Quería empezar preguntándole por su experiencia personal con el Museo del Prado. ¿Cuál ha sido su relación con él? ¿Cuándo lo visitó por primera vez?

La primera vez tenía catorce años, fue la primera vez que vine a Madrid. Lo que pasa es que entonces no te enteras de nada ni te fijas en nada. Es una cosa que ha ido creciendo con el tiempo, sobre todo desde que empecé a vivir aquí [en Madrid] y a fijarme más en las cosas. Yo creo que uno tarda en aprender a fijarse, y en mi caso la carrera [de Historia del Arte] me sirvió, sobre todo, para adquirir prejuicios, no para aprender a mirar. Me he ido educando poco a poco en el Prado y en el Thyssen. Me he educado aquí mucho y también en Italia y en Nueva York.

En el libro habla de los paseos que daba hasta el Prado cuando estaba preparando las conferencias para la Cátedra. Dice que la entrada que más te gusta es la norte, subiendo por la escalinata, y que una vez dentro se produce “una sensación de umbral, de tránsito entre un mundo y otro”. 

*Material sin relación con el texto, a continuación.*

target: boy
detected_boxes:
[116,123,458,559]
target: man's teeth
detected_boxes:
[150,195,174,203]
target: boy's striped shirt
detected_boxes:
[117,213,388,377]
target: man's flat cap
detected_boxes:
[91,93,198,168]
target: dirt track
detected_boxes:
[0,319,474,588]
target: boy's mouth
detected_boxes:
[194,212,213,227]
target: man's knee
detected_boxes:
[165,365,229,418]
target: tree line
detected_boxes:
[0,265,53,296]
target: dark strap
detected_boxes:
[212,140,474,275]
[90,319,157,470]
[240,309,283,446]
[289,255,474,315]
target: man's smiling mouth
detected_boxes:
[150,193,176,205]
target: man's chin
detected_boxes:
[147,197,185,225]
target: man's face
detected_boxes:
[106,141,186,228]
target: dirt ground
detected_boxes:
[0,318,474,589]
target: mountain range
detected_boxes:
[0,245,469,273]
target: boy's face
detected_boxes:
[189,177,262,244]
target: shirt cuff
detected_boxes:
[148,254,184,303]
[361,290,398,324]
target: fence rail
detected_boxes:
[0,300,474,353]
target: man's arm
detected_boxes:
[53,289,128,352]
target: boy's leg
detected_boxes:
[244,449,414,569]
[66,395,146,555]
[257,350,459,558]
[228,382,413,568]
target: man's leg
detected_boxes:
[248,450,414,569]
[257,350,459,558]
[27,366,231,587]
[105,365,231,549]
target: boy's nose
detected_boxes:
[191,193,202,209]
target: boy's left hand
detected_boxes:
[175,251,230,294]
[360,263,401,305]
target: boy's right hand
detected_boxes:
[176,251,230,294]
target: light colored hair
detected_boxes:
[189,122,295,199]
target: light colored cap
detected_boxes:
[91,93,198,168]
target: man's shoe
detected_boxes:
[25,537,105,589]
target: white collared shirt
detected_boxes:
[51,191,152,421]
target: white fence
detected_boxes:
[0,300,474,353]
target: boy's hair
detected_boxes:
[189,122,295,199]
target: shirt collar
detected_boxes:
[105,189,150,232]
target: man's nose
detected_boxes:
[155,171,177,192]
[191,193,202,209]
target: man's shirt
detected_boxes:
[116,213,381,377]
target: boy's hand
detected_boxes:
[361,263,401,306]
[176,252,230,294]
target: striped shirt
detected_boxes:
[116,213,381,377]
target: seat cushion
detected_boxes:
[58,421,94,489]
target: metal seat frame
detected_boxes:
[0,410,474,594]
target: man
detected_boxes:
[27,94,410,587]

Claro. Tú llegas desde la rotonda y miras al fondo y te parece que estás viendo la historia del arte desplegarse. Porque empiezas por Tiziano y al fondo está Goya, como diciendo: “Aquí se acaba esto”.  Tiene un componente teatral.

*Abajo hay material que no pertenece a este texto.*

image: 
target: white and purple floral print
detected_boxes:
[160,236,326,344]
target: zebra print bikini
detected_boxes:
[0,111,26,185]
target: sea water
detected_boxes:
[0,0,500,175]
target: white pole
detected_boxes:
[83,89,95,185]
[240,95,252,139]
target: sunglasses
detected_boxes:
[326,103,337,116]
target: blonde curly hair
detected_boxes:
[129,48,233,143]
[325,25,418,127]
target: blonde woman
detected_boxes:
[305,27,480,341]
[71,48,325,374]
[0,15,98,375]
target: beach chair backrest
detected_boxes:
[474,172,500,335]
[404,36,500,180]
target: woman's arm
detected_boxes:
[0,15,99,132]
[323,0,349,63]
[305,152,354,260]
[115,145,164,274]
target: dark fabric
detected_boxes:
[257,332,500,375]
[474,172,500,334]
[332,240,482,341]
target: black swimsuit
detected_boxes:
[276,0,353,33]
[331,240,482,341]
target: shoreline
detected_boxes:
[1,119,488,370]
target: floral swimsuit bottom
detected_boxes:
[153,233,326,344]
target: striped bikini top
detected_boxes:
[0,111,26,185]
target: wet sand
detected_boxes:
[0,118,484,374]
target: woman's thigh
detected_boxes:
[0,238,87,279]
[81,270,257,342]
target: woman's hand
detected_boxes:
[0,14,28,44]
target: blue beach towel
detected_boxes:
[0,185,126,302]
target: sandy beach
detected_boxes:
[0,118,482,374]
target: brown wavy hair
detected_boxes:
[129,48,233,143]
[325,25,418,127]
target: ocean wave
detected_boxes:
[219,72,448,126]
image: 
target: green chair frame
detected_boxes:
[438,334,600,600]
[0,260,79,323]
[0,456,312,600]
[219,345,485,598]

Dedica la primera de las conferencias precisamente a ese carácter artificial de los museos, a cómo descontextualizan las cosas.

Una dificultad muy grande que hay para comprender el arte anterior al romanticismo –que es nuestra época– es que nosotros miramos el pasado desde la visión ilustrada y romántica del arte. Lo vemos desde la visión del museo y desde la visión del artista como genio solitario, y eso lo tergiversa completamente porque el museo unifica hechos estéticos muy distintos entre sí. Además, en la mayor parte de los casos, casi nunca han sido hechos exclusivamente estéticos. Por ejemplo, ahora ves un paisaje de Poussin al lado de cuadros de iglesia, pero se trata de un cuadro pintado para tener una relación con el espectador completamente distinta. Tienes que ser consciente del lugar para el que estaba hecho y de quién lo iba a mirar. Porque a continuación ves una pieza de altar o ves un Cristo crucificado y dices: “A ese crucificado se le rezaba”.

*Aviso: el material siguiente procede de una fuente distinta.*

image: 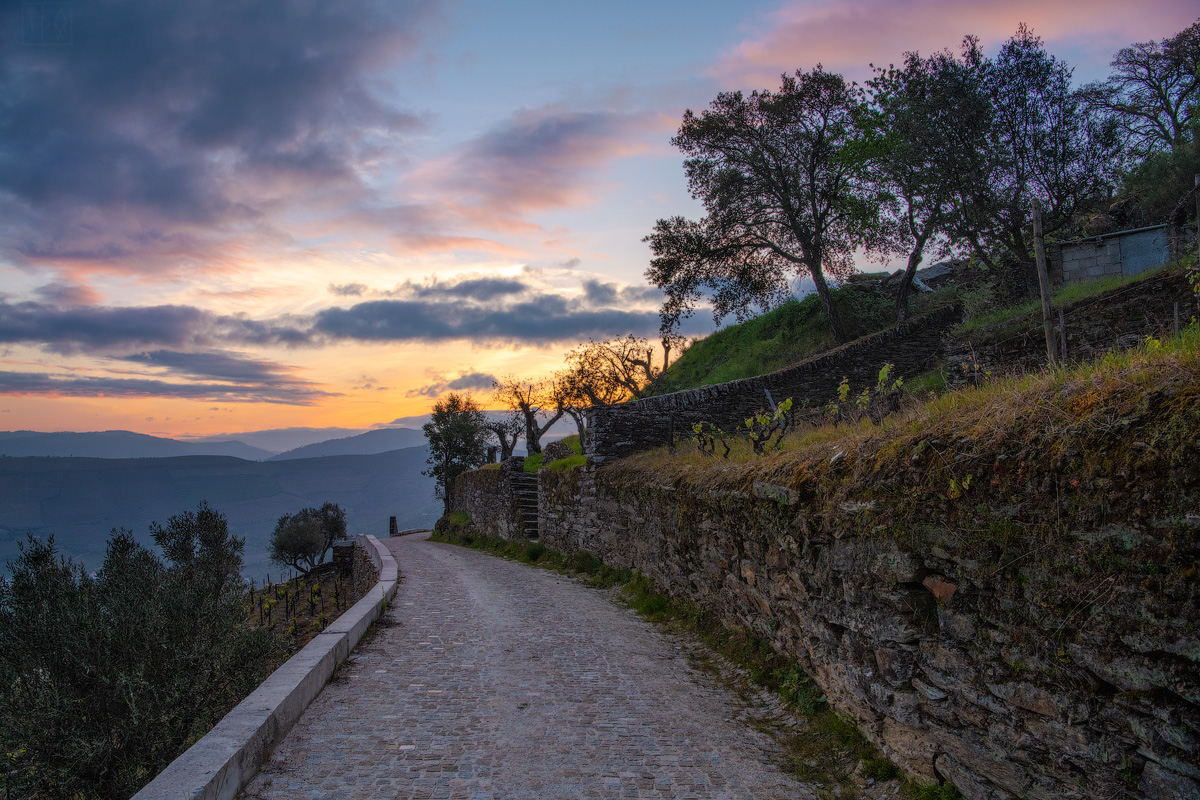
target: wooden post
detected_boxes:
[1033,199,1057,367]
[1058,308,1067,363]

Hace una comparación, precisamente, entre el Cristo de Velázquez y el Cristo de Medinaceli. Se trata de dos obras creadas con fines similares, pero a una se le reza y a la otra, no.

El museo unifica las obras. Las saca del tiempo y del espacio. Uno de los pocos sitios en los que puedes ver el arte tal y como fue pensado es el Hospital de la Caridad de Sevilla, por ejemplo. Tiene una residencia para los ancianos y los pobres, y en la capilla [Miguel Mañara, fundador del Hospital] crea un programa iconográfico completamente orgánico. Tú llegas a la capilla y te encuentras con las dos Postrimerías de Valdés Leal, y vas avanzando y te encuentras cuadros de Murillo y de gente así sobre obras de caridad (algunas no están porque se las llevaron los franceses). Es decir, hay eso que hoy de manera tan pedante se llaman instalaciones site specific. El otro malentendido [cuando miramos el arte anterior al romanticismo] es que pensamos que el pintor muestra su subjetividad libre. Por supuesto que la tiene, pero trabaja con muchas más limitaciones que un pintor moderno: no elige el tema, trabaja para una orden religiosa, para el rey o para quien sea y, además, ha tenido una educación muy larga y muy técnica. Y la jerarquía de valores que se aplicaba no era nunca exclusivamente de competencia técnica, porque pintar cuadros llamados “de historia” era más prestigioso que pintar retratos. Por eso hablo también el libro de cómo se burlaba Felipe IV de Velázquez. Decía que solo sabía pintar cabezas. Hay que tener en cuenta todos esos factores para mirar la pintura del pasado. Hay que hacer una arqueología de la mirada. Tienes que intentar ponerte en el lugar del que pintaba, del que encargaba y del que contemplaba.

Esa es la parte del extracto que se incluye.